Monday, July 25, 2005

Jealousy With a Halo

There's a great quote by H. G. Wells that you may have heard before. I came across it again, recently:

"Moral indignation is just jealousy with a halo."

Boy, is that ever true and have I been guilty of it, sometimes! Actually, it's something that most coaches are guilty of on frequent occasions, especially when it comes to each other.

Coaches know that everyone is doing their best (Or, as they say at CTI, "Nobody gets to be wrong.") and we usually remember this when we're with our clients, but we can be a bit judgmental when it comes to other coaches.

Especially if we're feeling slighted or overlooked, while someone else is out there basking in the limelight.

Here's the phrase that I most often hear: "So-n-so is so out of integrity!" That's coach-ese for, "I'm passing judgment on this person, but I want to sound enlightened while I do it."

We're the community that believes that integrity always comes first. Unfortunately, we tend to remember that most when it comes to other coaches. What we forget is that it's our own integrity that we need to mind, not someone else's.

I have to admit that I've used this phrase, myself, so I'm not exactly guilt-free. (Ouch! I hate it when I'm flawed!)

But like most negative energy, it's easier for us to feel it when it's aimed us. When we're the ones doing the aiming, it actually feels pretty good!

That's how I became aware of the phrase, "So-n-so is so out of integrity!" because occasionally, that phrase gets aimed at me! Do you hear the moral indignation in it? When it happened I thought, "Well that's pretty judgmental!" Which, of course is just another judgment, but it gave me the opportunity to feel right, again.

I don't know about you, but I don't want to go through life wearing a "jealousy halo". The problem is that the line between discernment, which is vital and judgment, which just keeps us stuck in our egos, is so faint that we often cross it before we've realized it.

It has to be in order for us to continue going around in that fog called, I'm-right-and-they're-wrong, which clouds our reality but feels oh so comfy to our egos.

So the answer is, no doubt, to get our egos out of the way, but that's easier to say than to do.
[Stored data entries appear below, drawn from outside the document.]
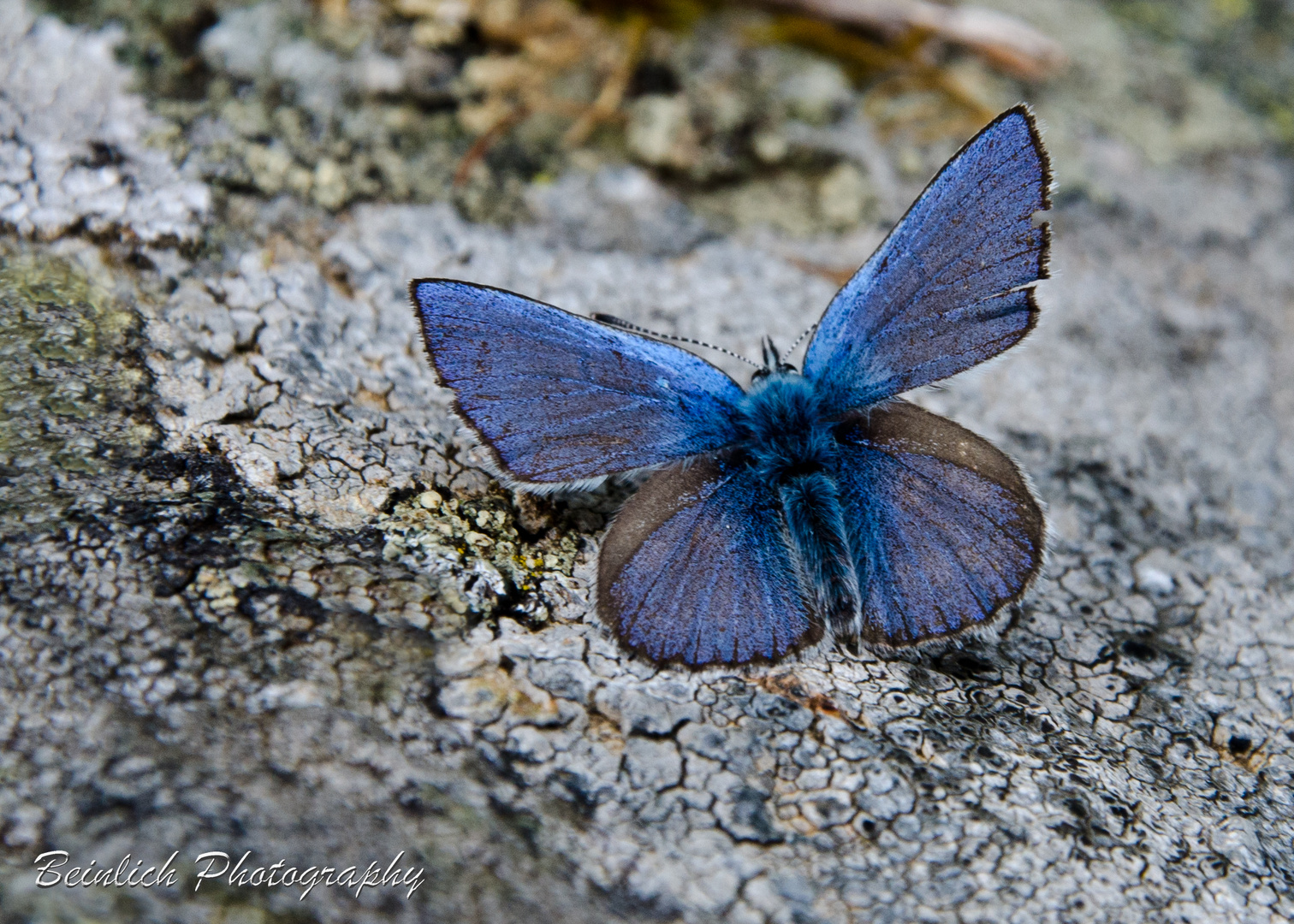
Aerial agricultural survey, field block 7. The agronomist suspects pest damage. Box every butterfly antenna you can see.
[592,312,763,369]
[778,323,818,363]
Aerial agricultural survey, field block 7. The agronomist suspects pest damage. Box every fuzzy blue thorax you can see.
[740,371,836,484]
[740,369,860,631]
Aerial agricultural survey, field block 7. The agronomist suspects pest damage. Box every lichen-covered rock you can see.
[0,0,211,243]
[0,2,1294,924]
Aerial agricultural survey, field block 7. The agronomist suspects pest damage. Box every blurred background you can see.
[30,0,1294,240]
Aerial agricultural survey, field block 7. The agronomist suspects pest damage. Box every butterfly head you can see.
[751,336,797,384]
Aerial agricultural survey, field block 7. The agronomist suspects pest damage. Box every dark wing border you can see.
[841,400,1048,652]
[804,102,1054,412]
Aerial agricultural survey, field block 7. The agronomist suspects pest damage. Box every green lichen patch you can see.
[1105,0,1294,145]
[0,252,157,474]
[377,489,601,624]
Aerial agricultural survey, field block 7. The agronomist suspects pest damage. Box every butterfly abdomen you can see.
[741,373,860,634]
[781,471,862,637]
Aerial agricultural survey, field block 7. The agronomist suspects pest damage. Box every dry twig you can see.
[763,0,1067,80]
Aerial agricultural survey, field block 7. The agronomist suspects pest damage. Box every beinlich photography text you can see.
[35,850,425,901]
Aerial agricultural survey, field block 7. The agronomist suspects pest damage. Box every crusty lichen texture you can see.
[0,0,1294,924]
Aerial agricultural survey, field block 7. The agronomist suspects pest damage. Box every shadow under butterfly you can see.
[410,106,1051,666]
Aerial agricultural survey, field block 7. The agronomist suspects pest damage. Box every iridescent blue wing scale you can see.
[804,106,1051,412]
[409,280,741,485]
[598,454,822,666]
[836,401,1044,647]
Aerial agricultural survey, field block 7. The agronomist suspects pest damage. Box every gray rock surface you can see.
[0,2,1294,922]
[0,0,211,243]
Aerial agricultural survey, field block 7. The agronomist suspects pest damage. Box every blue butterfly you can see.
[410,106,1051,666]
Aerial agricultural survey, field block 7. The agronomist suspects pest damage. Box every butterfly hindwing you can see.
[804,106,1051,410]
[836,401,1043,647]
[409,280,741,484]
[598,454,822,666]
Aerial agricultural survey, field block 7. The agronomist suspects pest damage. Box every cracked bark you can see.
[0,2,1294,921]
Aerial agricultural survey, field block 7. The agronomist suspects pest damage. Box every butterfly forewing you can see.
[410,280,741,484]
[804,106,1051,410]
[836,401,1043,647]
[598,454,821,666]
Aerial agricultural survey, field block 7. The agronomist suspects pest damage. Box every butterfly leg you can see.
[781,471,862,638]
They've been trying that in the field of psychology for decades, but have you ever noticed the number of pejorative terms that have filtered from psychology into modern usage? Terms that originally had the neutral tone of professionalism, like moron and idiot, have become common playground insults.

And then there's the ever popular, "So-n-so is so neurotic!" Yep, I've used that one, too.

And some folks have created rules that can help get the ego out of the way like, focus on the action, not on the person. In Christianity that translates into "Love the person, hate the sin."

I think regardless of the rules and words we use, egotistical judgments can easily creep into our comments and the people we're aiming them at will notice it before we do.

Judging others comes out of feeling bad. It's a way of off-loading our bad feelings and it creates a nice little fiction for us: "I'm just fine, but So-n-so has problems!" We feel better and make up a story to support why we feel better.

So if we don't dump those feelings on others, what do we do with them?

We can acknowledge our feelings. And experience them. It feels bad to be left out, just like it feels bad to be judged. End of story.

That's discernment. It has integrity and it is enlightened.

When your true feelings have fully registered with you, they will move on. And the information that you receive from your true feelings will help you create a life you really want.